Feet too join the dance
Executing bass figures,
Sliding as on ice.
The word toccata
Means to touch—fingers, yes, and
Heart and soul and mind.
The toccata is by nature a flashy piece of music. It typically includes fast runs of notes, and can sound like an improvisation. It is a showcase for a musician’s skills. Toccatas are typically written for a keyboard instrument, but that’s not a requirement—toccatas have been written for string instruments, and even for orchestra (the prelude to Monteverdi’s opera L’Orfeo is a toccata). While the form had its heyday in the Baroque period, with Bach, master improviser, at the summit (Toccata in D Minor, the toccata everyone knows), the form never entirely went away.

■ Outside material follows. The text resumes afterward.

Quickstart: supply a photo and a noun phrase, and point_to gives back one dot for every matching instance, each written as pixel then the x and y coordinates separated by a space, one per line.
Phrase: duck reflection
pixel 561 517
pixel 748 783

Schumann wrote a Toccata in C (Op. 7) which he believed was the most difficult music at the time. In this video, you can follow the sheet music, which will give you an idea of the complexity. Liszt also gave it a whirl (Toccata, S. 197a).
Ravel included a toccata in his Le Tombeau de Couperin, and Debussy’s Jardins sous la pluie from Estampes is a toccata as well. One can also look to the finale of Widor’s Symphony No. 5 for a fine example of a toccata. You can find some videos of the finale here, including Widor himself playing the toccata.
And now for the strings! The last movement of John Adams’s Violin Concerto contains a toccata, and Hindemith’s Kammermusik No. 5, a viola concerto, also contains a toccata (he also wrote a Toccata for a Mechanical Piano, meaning a player piano, which you can see here).
If you’re ever having a blah day, and need a quick pick-me-up, try a toccata!